FCEA also calls for a
number of crop insurance program changes, including a repeal of premium
reduction plans, cuts in administrative and operating expense
reimbursements, and increased fees for catastrophic coverage. In
addition, studies of crop insurance for organic production, energy
crops, aquaculture, poultry and bees are required.
Payment Limitations
The $40,000 limit on
direct payments and the $65,000 cap on CCPs continue under the 2008 Act,
except when a grower’s participation in ACRE reduces direct payments
and eliminates CCPs.
In addition, the new law
eliminates the three-entity rule and tightens other provisions
determining how payments are attributed.
If the sum of a farm’s
base-acres is less than 10 acres, all payments are prohibited in most
cases.
The new Act also replaces
the $2.5 million adjusted gross income limitation to receive commodity,
disaster or conservation benefits with other income limits, including:
• A person with more
than $500,000 in average adjusted nonfarm income will not be eligible
for direct payments, CCPs, ACRE payments, marketing loan gains, MILC
payments, loan deficiency payments and the noninsured assistance
program.
• A person with more
than $750,000 average adjusted gross farm income will not be eligible
for direct payments.
• Anyone with more than
$1 million in adjusted gross non-farm income will not be eligible for
conservation program payments unless more than two-thirds of their
income is from farming or related activities.

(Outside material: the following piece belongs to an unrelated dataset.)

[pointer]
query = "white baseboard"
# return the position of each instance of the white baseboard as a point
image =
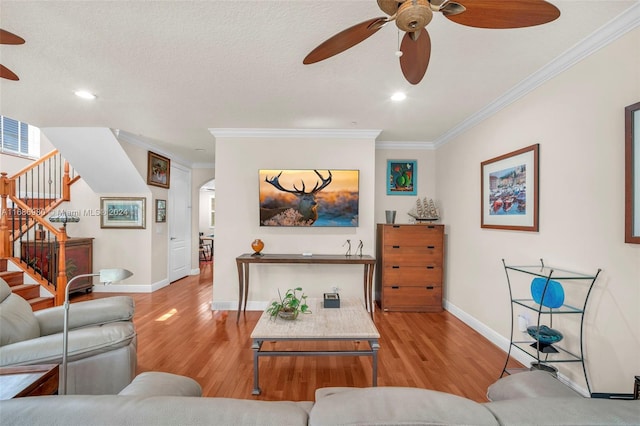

Country-of-Origin Labeling
(COOL)
Called for in the 2002
Farm Act but delayed due to controversy over compliance costs and
procedures, FCEA calls for full implementation of COOL regulations to be
effective Sept. 30 of this year.
Covered under the new
regulations are muscle cuts of beef, lamb, pork, chicken and goat, as
well as ground products from those animals, fresh and frozen fruits and
vegetables, peanuts, pecans, macadamia nuts and ginseng. Wild and
farm-raised fish and shellfish also are included but rules on those
products went into effect several years ago.
Food service
establishments and retailers with annual invoiced sales less than
$230,000 are excluded from labeling rules.
Producers must provide
definitive origin information to slaughter facilities. Producer
affidavits may be used and backgrounder/feeder operations may use
previous producer affidavits for their documentation. Participation in
the voluntary National Animal Identification System (NAIS) is believed
to provide producers a suitable tool for COOL compliance.
COOL remains a
controversial issue. USDA has projected overall first-year costs of
$2.52 billion but has provided no estimates of benefits due to
difficulties in quantifying the advantages. Critics said costs will be
even higher than government projections and argued that consumers are
more interested in a product’s price rather than its origin.
Conservation Programs
Conservation programs
have received an overall boost in authorized funding in FCEA, although
specific appropriation bills will determine final amounts.
While there are no
revolutionary changes in the various reserve programs, shorter term
agreements are more often allowed than in earlier acts and provisions
for more local control, as opposed to state block grants, are called
for. In general, farmers also have greater flexibility under new program
provisions.
At a time of higher
commodity prices, working lands programs like the Environmental Quality
Incentives Program (EQIP) and the Conservation Security Program (CSP)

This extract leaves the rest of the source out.